Lighthouses on Lake Ontario

Many people don’t think of the Statue of Liberty as a lighthouse but it was officially classified as a lighthouse from 1886 to 1902 and was the first American lighthouse to utilize electricity to light its beacon, which could be seen for more than 20 nautical miles.

There are nearly 100 lighthouses in New York State that have safely guided ocean, lake and canal vessels through the years.  One of my recent day trips was to

Tibbetts Lighthouse which has always intrigued me because it has a hostel.  I have never stayed in a hostel but after seeing this one I might consider it.  The rooms were basic but a kitchen and sitting room with a beautiful fireplace are available for guests to use.  And, the views are awesome. It is possible to have a room with a private bath which I prefer.  It seems that more and more hostels offer private bathrooms and open up to people of all ages making it an affordable budget accommodation.  There is a gift shop and a small museum in the fog horn building. Built in 1897 the air-compressed fog horn was used to alert ships during bad weather. Today it is activated when the door is opened.   

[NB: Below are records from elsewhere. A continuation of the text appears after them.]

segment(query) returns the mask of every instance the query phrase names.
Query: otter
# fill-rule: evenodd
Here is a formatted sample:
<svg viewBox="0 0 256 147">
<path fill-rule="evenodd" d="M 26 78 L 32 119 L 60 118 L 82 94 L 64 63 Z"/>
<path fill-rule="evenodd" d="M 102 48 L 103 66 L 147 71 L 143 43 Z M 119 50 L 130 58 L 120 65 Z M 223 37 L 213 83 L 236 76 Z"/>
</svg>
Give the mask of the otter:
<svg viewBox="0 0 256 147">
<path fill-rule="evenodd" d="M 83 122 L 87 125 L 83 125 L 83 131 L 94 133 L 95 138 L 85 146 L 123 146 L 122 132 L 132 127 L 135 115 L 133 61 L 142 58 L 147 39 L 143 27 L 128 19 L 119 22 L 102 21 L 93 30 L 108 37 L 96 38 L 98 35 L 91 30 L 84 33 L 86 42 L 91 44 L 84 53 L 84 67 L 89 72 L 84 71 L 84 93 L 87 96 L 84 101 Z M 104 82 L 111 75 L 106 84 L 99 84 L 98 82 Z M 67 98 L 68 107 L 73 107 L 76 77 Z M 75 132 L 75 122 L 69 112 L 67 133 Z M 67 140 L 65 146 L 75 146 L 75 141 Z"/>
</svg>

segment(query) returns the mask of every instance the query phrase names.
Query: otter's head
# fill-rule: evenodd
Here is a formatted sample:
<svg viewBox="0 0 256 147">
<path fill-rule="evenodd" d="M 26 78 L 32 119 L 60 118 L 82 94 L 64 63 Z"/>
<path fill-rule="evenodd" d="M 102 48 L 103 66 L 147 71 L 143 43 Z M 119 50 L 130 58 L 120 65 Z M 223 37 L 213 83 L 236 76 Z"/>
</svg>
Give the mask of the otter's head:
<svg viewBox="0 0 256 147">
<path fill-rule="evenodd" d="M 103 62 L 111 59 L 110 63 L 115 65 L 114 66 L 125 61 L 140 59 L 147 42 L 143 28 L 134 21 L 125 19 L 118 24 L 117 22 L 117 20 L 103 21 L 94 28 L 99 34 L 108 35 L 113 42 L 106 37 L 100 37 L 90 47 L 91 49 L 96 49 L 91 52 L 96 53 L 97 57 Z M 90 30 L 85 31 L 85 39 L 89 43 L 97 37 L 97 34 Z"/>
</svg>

Tibbetts Lighthouse Cape Vincent is located at the entrance to the St. Lawrence on a large tract of land once owned by Captain John Tibbetts. Three acres of the land was deeded to the U.S. Government which built a lighthouse in 1827 and, in 1854, the current tower was built.  The Fresnel Lens, which was fueled by whale oil in the beginning, is the only remaining part of the 1827 structure and the only classical Fresnel Les still in operation on Lake Ontario. 

On Route 12E near the entrance to Cape Vincent I noticed a lighthouse near the road away from any water so I stopped to check it out.  Built in 1901 it was one of two lights originally located at each end of the village breakwall to protect Cape Vincent harbor and safely guide ships. Due to the dedication of community members the historic lighthouse was moved to a place of honor in 1951 and is now a proud landmark welcoming people to the village.

On the way back I stopped at the Selkirk Lighthouse where the Salmon River flows into Lake Ontario. Built in 1838 it is topped with a unique “birdcage” lantern.  The hexagonal dome of small-paned glass and wrought iron predates those used to house Fresnel lens. There are only four similar ones in the United States. It remained unchanged because the lighthouse was decommissioned in 1858. The lighthouse is on the National Register of Historic Places, privately owned and available for overnight accommodations.
Lighthouse aficionados are a dedicated group supporting the preservation of historic lighthouse that eventually would disappear without their efforts. Such is the case with the one in Oswego which is the city’s iconic image and will continue to be, thanks to a group of citizens who have undertaken the task of preserving and restoring it. Built in 1934, it is the fourth lighthouse in Oswego. The rotating fourth order Fresnel Lens was removed in 1995 and can be viewed at the H. Lee White Marine Museum. The current light is solar-powered alternating red and white at 10 seconds intervals. The lighthouse is not accessible to the public.